Interest in Alligator Gar Atractosteus spatula conservation, and management of this species as a unique sport fishery, has substantially expanded over the past decade. Population declines and extirpation across much of its native range led to the designation of the Alligator Gar as vulnerable by the American Fisheries Society in 2008 (Jelks et al. 2008). Currently, 10 of the 14 U.S. states that historically had Alligator Gar populations are actively managing populations through harvest regulations and reintroduction programs. In Texas, a statewide one-fish-per-day creel limit for Alligator Gars was imposed by the Texas Parks and Wildlife Department (TPWD) on the previously unregulated fishery in 2009 (Binion et al. 2015; Buckmeier et al. 2016). Following the implementation of this new creel limit, TPWD has conducted a wide range of research on Alligator Gar populations to provide the data necessary for the conservation and management of the species within the state (e.g., Buckmeier et al. 2012, 2013, 2016, 2017; McDonald et al. 2013; Bennett et al. 2015; Binion et al. 2015; Daugherty et al. 2017). Our goal in this study was to integrate this new data into a simulation model to examine the effects of harvest on Alligator Gar populations.

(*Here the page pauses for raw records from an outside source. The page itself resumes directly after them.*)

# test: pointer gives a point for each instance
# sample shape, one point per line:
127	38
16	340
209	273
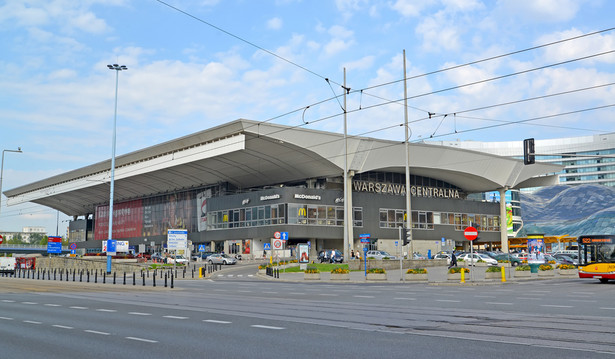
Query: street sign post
471	234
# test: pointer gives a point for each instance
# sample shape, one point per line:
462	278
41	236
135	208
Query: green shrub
417	271
523	268
458	270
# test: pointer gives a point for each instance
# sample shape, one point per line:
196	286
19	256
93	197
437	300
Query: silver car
219	258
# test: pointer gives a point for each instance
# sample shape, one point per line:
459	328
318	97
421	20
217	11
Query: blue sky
209	62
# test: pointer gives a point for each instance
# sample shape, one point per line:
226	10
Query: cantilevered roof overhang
252	154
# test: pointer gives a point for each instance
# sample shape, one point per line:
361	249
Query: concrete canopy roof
252	154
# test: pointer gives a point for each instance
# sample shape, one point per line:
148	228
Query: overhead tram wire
380	85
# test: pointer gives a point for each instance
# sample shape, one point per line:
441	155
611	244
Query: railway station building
232	187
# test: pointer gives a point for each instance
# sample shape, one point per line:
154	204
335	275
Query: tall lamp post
2	171
117	68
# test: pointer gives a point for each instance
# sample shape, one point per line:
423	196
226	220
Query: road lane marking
142	340
556	306
96	332
266	327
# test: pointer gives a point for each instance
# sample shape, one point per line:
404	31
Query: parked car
473	258
201	255
221	258
379	255
325	256
567	259
514	261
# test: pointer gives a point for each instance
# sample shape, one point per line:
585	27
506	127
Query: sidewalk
436	276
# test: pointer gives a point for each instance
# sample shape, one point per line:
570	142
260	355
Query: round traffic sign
470	233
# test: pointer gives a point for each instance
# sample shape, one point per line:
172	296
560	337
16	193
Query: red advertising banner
127	220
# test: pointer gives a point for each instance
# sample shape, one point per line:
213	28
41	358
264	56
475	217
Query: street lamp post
117	69
2	171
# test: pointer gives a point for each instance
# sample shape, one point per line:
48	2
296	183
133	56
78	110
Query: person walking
453	261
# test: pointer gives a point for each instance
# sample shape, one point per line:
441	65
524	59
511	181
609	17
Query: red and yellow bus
597	257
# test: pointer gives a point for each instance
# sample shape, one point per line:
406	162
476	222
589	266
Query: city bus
597	257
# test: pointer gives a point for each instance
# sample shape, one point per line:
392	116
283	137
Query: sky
476	70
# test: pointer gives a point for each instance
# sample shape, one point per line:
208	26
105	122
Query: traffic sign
470	233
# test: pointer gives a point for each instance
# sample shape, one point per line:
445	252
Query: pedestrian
453	261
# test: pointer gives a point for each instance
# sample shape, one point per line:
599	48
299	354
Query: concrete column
503	225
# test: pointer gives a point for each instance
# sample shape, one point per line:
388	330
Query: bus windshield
596	249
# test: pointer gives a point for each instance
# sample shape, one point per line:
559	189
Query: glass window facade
393	218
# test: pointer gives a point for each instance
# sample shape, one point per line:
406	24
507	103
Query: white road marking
142	340
96	332
266	327
137	313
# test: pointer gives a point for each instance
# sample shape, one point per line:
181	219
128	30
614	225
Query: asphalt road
239	315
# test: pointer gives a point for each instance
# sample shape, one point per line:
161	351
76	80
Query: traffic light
407	236
528	151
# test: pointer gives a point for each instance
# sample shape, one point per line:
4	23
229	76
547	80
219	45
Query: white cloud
541	10
411	8
274	23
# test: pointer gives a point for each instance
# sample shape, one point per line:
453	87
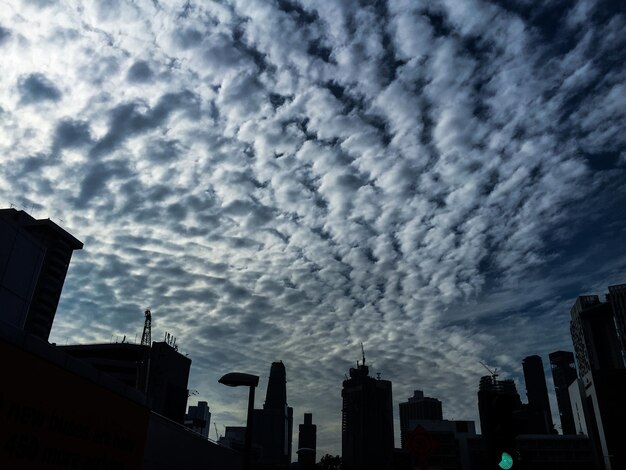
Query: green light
507	461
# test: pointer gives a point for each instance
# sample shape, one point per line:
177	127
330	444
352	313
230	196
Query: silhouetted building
273	425
307	443
537	393
198	418
598	396
594	335
600	413
34	258
159	371
367	421
499	406
563	375
617	298
452	448
59	412
417	407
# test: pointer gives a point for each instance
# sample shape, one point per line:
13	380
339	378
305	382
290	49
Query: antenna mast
146	336
492	372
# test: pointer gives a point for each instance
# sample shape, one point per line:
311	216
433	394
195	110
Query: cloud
36	87
140	72
284	180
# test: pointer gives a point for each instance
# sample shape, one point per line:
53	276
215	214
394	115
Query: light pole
238	379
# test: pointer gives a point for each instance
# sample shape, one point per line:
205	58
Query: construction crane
493	373
146	336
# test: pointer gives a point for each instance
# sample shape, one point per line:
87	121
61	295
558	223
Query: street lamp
238	379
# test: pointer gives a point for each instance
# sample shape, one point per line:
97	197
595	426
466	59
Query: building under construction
157	370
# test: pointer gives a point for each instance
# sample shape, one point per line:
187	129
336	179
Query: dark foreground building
307	443
273	425
159	371
537	393
367	441
59	412
417	407
34	258
563	375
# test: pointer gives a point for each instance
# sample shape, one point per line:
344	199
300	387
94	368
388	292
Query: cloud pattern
283	179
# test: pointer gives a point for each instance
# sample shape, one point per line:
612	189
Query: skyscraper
498	403
417	407
563	374
273	425
594	335
307	442
617	298
537	393
367	421
34	257
600	391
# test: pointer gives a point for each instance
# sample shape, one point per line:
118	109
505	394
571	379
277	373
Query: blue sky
281	180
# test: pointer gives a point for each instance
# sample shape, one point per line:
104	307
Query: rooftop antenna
492	372
146	336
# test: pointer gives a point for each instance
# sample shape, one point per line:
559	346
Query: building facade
499	405
34	258
617	298
564	374
160	371
307	443
537	393
417	407
594	335
367	441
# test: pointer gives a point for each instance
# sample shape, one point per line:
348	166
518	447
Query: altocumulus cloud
282	180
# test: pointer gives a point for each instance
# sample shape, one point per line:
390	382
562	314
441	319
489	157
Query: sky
283	180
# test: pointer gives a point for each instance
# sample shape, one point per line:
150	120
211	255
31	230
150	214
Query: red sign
420	443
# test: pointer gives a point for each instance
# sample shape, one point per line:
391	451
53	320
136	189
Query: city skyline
285	180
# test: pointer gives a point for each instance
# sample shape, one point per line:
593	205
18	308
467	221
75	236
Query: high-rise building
307	442
594	335
537	393
34	257
415	408
198	418
273	425
563	375
160	371
617	298
499	405
598	396
367	441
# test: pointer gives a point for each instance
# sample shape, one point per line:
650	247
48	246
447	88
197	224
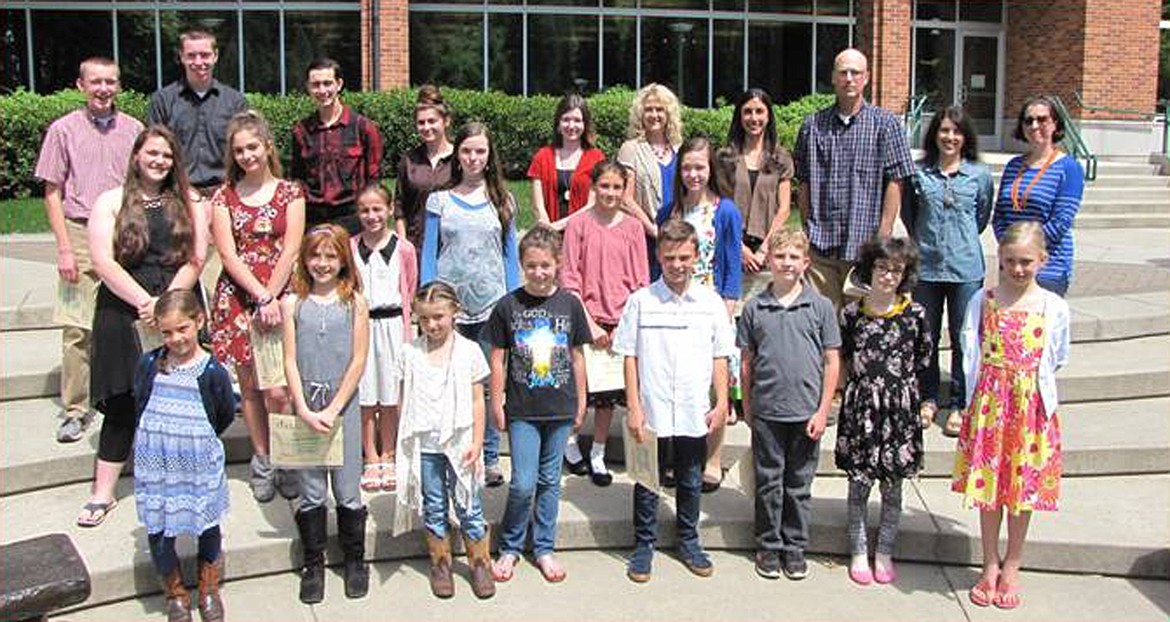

Despite increased interest in managing Alligator Gar fisheries, population responses to harvest are poorly understood (Ferrara 2001). Like sturgeons (family Acipenseridae), the Alligator Gar is a periodic life history strategist, characterized by a long life span, late age at maturity, high fecundity, sporadic recruitment, and large adult body size (Winemiller and Rose 1992). Past investigations have revealed that while these life history adaptations allow species to inhabit dynamic systems and withstand variable recruitment, they also make species susceptible to growth and recruitment overfishing (Ricker 1963; Adams 1980; Francis 1986; Rieman and Beamesderfer 1990; Ferrara 2001). For example, Quist et al. (2002) reported rapid declines in the reproductive potential of Shovelnose Sturgeon Scaphirhynchus platorynchus as exploitation increased from 0% to 20%. Similarly, Boreman (1997) found that fishing mortality as low as 5% resulted in a 50% reduction in lifetime egg production in White Sturgeon Acipenser transmontanus and Atlantic Sturgeon A. oxyrinchus. Because of their similar life history, Alligator Gars are likely also vulnerable to overharvest, but the response of Alligator Gar populations to varying levels of exploitation has not been reported.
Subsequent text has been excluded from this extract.